Suppose, three peers (A, B and C) each generated three signed noops at different points in time:

  • A at 1, 2 and 4,
  • B at 2, 3 and 5,
  • C at 1, 4 and 5.

Peers are connected in a chain A-B-C. The following causality diagram reflects both op propagation and cryptographic entanglement of those noops:

A -1-2---4---
      \ /
B ---2-3---5-
    /   \ /
C -1-----4-5-

For example, A has seen 3+B, but not 5+B yet. C has seen 2+A, as it was relayed by B just before 3+B. We say that 3+B entangles 2+A and 1+C, because it signs a Merkle tree that has both those ops.

The entanglement matrix reflects which peer's noop the other peer has already seen (horizontal: senders, vertical: observers).

    A   B   C
A   4   3   1
B   2   5   4
C   2   3   5

Essentially, an entanglement matrix is a cryptographically hardened matrix clock. We use peer full-swarm signed rolling hashes delivered as noops, e.g.

/Swarm#database!3+B.0 2+A HASH SIGNATURE

On every entangling noop, we add it to the matrix. We also continue by adding recursively any past noops it further entangles (i.e. 3+B entangles 2+A for C and 1+C for A).

The entanglement matrix can answer various queries. For example, we may see which peer's ops are certainly known to everyone already: 2+A, 3+B, 1+C. We may see which ops are known to a majority of peers: 2+A, 3+B, 4+C.

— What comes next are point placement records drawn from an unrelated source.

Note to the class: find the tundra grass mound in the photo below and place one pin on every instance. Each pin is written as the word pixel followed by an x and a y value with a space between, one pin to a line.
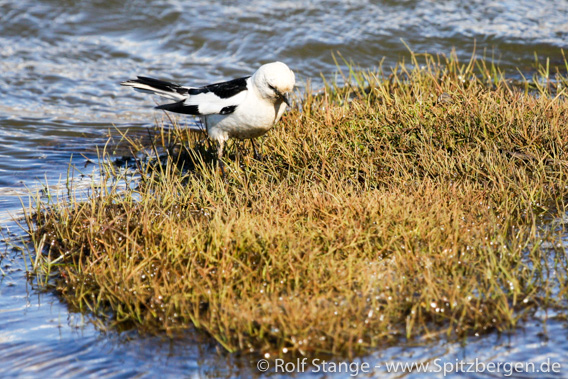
pixel 414 203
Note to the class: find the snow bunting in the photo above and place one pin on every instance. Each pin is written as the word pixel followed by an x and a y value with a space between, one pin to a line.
pixel 243 108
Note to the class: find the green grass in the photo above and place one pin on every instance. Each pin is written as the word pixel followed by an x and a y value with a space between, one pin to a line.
pixel 421 202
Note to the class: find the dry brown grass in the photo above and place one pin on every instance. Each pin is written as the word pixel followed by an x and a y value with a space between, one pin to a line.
pixel 416 203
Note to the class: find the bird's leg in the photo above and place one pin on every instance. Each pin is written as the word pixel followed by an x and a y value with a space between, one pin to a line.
pixel 220 158
pixel 257 156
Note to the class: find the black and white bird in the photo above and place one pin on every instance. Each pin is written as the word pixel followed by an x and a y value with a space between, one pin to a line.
pixel 243 108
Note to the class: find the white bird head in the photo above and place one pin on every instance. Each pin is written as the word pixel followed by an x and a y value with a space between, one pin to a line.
pixel 273 81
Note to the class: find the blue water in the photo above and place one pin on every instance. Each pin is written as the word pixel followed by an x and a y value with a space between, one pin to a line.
pixel 60 65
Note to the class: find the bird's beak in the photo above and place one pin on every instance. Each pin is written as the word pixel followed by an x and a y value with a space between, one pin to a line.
pixel 282 96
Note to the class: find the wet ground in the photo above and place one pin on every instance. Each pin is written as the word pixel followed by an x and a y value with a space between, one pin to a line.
pixel 60 65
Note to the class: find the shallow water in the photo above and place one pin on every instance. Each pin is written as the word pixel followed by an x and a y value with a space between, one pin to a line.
pixel 60 64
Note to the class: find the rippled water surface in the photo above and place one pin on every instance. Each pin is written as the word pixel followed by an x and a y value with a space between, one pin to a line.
pixel 60 65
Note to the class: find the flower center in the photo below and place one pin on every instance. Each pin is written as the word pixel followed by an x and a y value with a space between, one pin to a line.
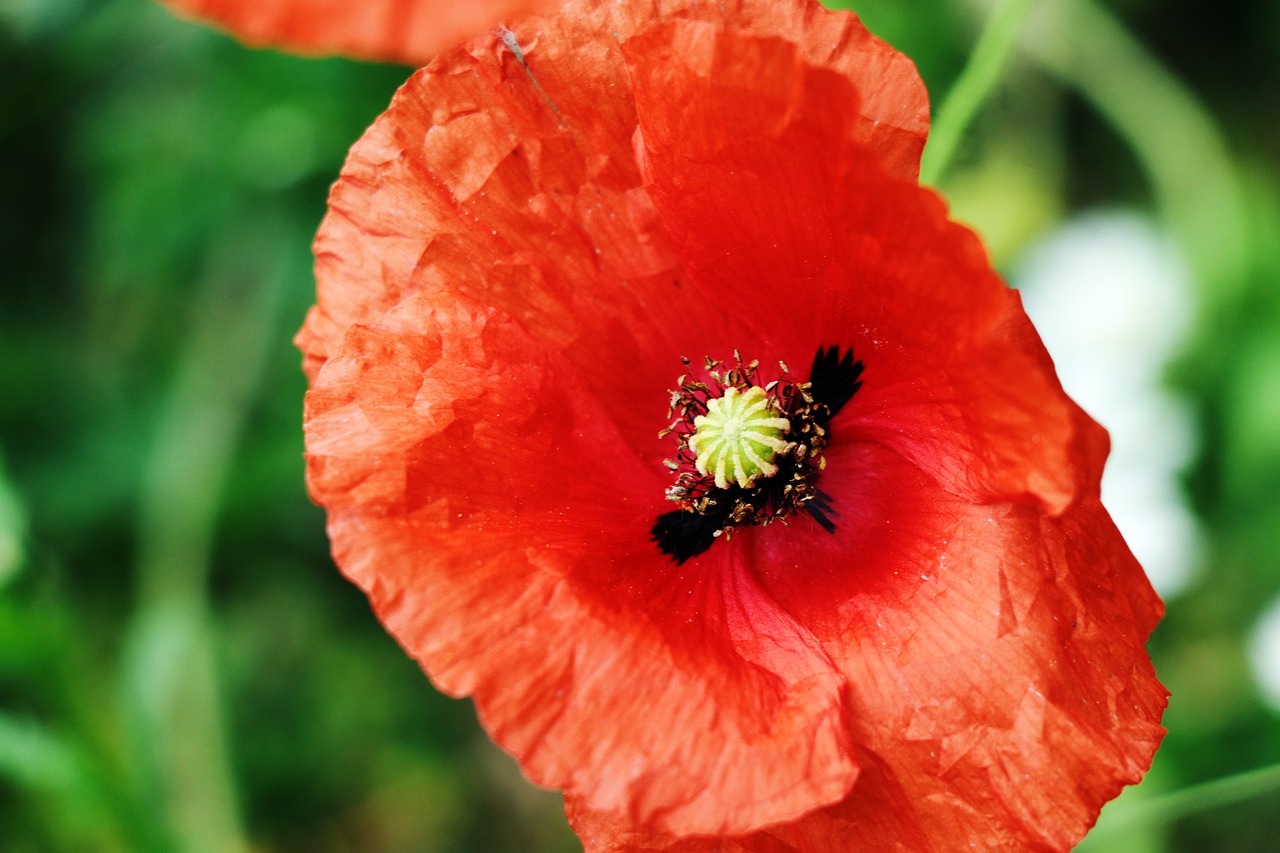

Some closing remarks on scalability.

First of all, note that we assume a super-peer network. There is a distinction between peers and clients. Peers are long-lived established identities.

Even in a super-peer network, the number of peers may be large. An entanglement matrix has a size of O(N^2), i.e. quadratic. The fact that we need such a big data structure may seem depressing at first. Practically, a regular peer or client hardly needs the full matrix. A replica may need to know which of its own ops are reliably disseminated. To answer that question, it needs one column from the matrix (and a little bit more to implement recursion, but O(N) anyway).

A client replica may need one additional step to use an entanglement matrix. Namely, it has to link the op of interest to the nearest home peer's noop. Practically, that is a hash chain validation. Once a client can see that the op is covered by a home peer's noop, it may track the progress of the entanglement matrix till it shows majority acceptance of the op in question. Note that the client does not need the full log or the full entanglement matrix. The quorum proof can be made with a segment of the op log, in both cases.